What should I be doing?
There is no easy or short way to answer this question. But here are seven simple steps you can follow when working towards GDPR compliance:
You must be able to demonstrate that consent has been freely given and is specific, informed and unambiguous. It must be given on an “opt-in” basis. You may need to update existing consents now if they do not comply. If you are positing photos of a customer’s pet on your website or social media channels, we strongly recommend obtaining the customer’s consent prior to posting.
In addition to the current information you are required to give when you collect personal data, you will also need to set out your legal basis for data processing and your data retention periods, as well as advising individuals that in addition to other rights, they have a right to complain to the Information Commissioners Office (ICO). This information must be communicated clearly and concisely. Typically, you will find this on your practice website.
Holding and processing data
Under the GDPR you are required to maintain records of your processing activities. You may need to carry out an information audit to ascertain what information you hold, where it came from, what you do with it and who you share it with.
Also, individuals and organisations that process personal data need to pay a data protection fee to the ICO, unless they are exempt. ICO has a useful tool to see if you or your organisation needs to pay a data protection fee.
Data protection officer (DPO)
Consider the appointment of a DPO. Identifying an individual who has responsibility for GDPR compliance can be helpful for implementing new policies and practices, monitoring compliance and reporting data breaches quickly and efficiently.

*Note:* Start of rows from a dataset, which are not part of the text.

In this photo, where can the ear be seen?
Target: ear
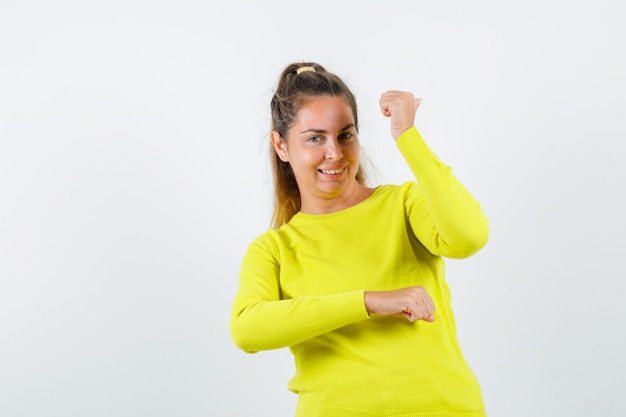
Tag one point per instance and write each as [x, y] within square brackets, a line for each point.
[280, 146]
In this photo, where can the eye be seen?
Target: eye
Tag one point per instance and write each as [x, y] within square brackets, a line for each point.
[345, 136]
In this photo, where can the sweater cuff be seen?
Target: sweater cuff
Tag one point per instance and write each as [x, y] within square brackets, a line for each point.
[418, 155]
[343, 309]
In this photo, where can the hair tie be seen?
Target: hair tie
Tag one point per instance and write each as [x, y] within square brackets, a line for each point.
[304, 69]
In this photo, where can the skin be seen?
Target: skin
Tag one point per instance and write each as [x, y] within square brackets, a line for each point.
[323, 149]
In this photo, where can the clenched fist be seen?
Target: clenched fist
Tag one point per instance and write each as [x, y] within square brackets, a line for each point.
[401, 107]
[414, 303]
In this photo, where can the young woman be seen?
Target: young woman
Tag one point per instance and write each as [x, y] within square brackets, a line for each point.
[351, 278]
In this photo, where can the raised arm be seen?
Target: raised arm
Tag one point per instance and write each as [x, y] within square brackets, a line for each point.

Use your practice team’s operational knowledge to assess what data you hold and how that data flows within (and outside) your organisation.
Rights of individuals
Individuals will have greater rights in relation to their data under the GDPR, including rights of access and data portability, to have inaccuracies corrected, to have information erased, to prevent direct marketing and to prevent automated decision-making and profiling. Remember, the breach of data subjects’ rights attracts large fines – up to €20 million or 4 percent of total worldwide annual turnover (whichever is higher).
Mistakes happen, but you need to make sure you have procedures in place to detect, report and investigate a personal data breach. The GDPR will require you to notify the ICO of certain types of data breach and, in serious cases, the individual affected.
It is important to note that a controller or processor’s ability to present evidence to ICO of its efforts to comply with the requirements of the GDPR may help reduce liability under GDPR.
If a controller or processor demonstrates, for example, that it did not act intentionally in breaching the GDPR and that it effectively implemented organisational and technical measures which were appropriate to the risk, the ICO may take this into account in deciding whether to impose a fine, or it may reduce the fine imposed.
GDPR is concerned with respecting the rights of individuals when their personal information is being processed. Remember, GDPR requires a controller to demonstrate that data processing activities comply with the GDPR’s requirements. Meeting this requirement means doing more than just establishing data protection policies and procedures. Accountability requires a controller to be able to demonstrate compliance with the GDPR by showing, on an ongoing basis, evidence of your practice processes complying with GDPR, implementing policies into the practice activities and having effective internal compliance measures and external controls.